I've come to the stage where I have told myself, "Damn that 100th". It is a great milestone and no one else is going to get there, but we don't watch a game merely for a milestone. We watch sport for the joy of seeing great performances from elite sportsmen, sometimes riveting ones from those less skilled. We watch it as the greatest display of emotion and skill on a public platform. We want to marvel, rub our eyes in disbelief, occasionally grieve but be aware that tomorrow is still ours. We want to feel blessed for being allowed to sit in on such contests.
And then numbers happen. They are good tools for comparison (though not always), but they are by-products of performance. If we watch sport for numbers, we watch it for the wrong reason. You can count numbers anywhere, generate statistics anywhere - the largest set of people to collectively leave Mumbai's CST station on a Thursday, for example; or the percentage of unemployed every January since 1901. Don't get me wrong, collecting numbers is not bad - as I said, you often get good insights from them - but obsessing over them is a poor reason to watch sport.
This obsession with Tendulkar's 100th isn't affecting only him, it is affecting us even more. Suddenly we have lost all objectivity, become unaware of the presence of other players (thankfully the Dravid retirement got the place it deserved), forgotten that cricket is a contest between 22. And now I'm bored by it all and fed up with the angst over it. If Kohli and Gambhir make fine hundreds, I don't want to see or read of Tendulkar's innings first and theirs as a filler.
Sadly Tendulkar is also a financial instrument. Yes, he makes very serious money out of the game but people make just as much out of him. Ad revenues go up, so do attendances when he plays, but just as important, supplements and special programmes sell. Praising him sells and criticising him does, and so, whether he wants it or not, whether he needs to be or not, Tendulkar must feature in the news, on specials, in features. If there is no Tendulkar story, we must create one.
So I say, damn that 100th. Let us enjoy watching a supreme exponent of the game while we can; let us revel in being part of the journey, let us gasp at the cover drive one more time, for Tendulkar, at 39, is playing his endgame. Let's bring back the little joys for as long as possible. If the 100th happens, we'll celebrate a great achievement but if it doesn't, he won't become a lesser player.
Then there are these debates; endless spewings of venom, factories of anger. If an Australian player mutters something as he passes, or makes a gesture, a half hour is devoted to Indians being wronged. If Greg Chappell says something we don't like, another orgy of temper, trembling voices lamenting an attack on India's pride. We scream of racism. One person called Chappell a "pathological case". (I hope he knew what that means, for I don't.) Anger, anger everywhere. Sport was meant to be uplifting but I wonder if that doesn't sell enough on a daily half-hour slot.

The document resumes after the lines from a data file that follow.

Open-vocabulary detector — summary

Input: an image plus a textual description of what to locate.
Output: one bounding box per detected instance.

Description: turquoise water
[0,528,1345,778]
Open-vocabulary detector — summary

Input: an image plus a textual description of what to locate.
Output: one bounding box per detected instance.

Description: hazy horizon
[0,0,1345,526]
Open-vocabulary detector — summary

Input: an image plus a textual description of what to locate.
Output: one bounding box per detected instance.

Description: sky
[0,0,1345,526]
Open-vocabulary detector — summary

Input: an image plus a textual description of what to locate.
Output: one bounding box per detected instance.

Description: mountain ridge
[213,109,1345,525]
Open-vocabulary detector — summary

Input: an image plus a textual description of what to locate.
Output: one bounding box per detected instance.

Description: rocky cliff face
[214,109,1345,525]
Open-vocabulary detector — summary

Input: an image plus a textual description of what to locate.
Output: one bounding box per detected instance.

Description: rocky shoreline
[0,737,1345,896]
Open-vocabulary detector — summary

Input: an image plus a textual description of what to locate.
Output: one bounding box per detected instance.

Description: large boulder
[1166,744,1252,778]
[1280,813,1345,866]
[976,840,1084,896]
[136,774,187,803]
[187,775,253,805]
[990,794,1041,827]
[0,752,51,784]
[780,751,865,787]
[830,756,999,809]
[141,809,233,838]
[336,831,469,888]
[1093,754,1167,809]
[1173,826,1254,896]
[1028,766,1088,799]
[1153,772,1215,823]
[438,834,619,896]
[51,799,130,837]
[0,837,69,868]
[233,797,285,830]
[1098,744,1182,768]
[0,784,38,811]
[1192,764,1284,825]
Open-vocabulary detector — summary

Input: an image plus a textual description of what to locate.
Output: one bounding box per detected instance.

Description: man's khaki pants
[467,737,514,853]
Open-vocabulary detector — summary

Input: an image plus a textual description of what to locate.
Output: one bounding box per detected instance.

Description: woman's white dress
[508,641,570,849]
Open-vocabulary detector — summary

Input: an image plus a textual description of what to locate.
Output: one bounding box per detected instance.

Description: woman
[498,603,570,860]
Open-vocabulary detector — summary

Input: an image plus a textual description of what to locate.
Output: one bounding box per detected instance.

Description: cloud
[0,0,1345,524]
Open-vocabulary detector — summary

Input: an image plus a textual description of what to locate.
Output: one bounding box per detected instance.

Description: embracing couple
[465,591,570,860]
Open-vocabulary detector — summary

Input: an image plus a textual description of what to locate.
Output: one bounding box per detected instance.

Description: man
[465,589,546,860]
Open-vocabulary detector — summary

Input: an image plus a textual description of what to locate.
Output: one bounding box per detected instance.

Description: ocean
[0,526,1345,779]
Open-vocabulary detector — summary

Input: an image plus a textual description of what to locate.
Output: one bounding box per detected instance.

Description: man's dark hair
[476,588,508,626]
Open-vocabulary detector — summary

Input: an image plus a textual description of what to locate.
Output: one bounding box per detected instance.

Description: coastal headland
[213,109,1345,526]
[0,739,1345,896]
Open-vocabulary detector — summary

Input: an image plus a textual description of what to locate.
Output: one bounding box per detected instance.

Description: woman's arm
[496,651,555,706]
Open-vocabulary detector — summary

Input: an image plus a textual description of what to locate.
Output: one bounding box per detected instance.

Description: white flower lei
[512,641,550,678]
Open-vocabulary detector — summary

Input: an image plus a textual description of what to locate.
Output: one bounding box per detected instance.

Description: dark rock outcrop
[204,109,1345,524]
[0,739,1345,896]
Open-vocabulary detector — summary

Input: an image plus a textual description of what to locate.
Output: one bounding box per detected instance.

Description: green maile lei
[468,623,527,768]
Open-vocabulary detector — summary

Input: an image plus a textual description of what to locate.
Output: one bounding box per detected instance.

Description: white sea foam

I recently did four Test matches in Australia for ABC Radio and it was like being transported to my childhood. There was laughter and joy, good words to describe good shots. Cricket was the theme of happy conversation and every morning I got up excited about trying to be a friend to all those who couldn't be at the ground. I was back, living with the simple joy of watching cricket. And tell me honestly, isn't that what you really want?
So I say, damn that 100th, turn off the anger, put the conspiracy theories where they belong, and ask yourself why you really watch cricket.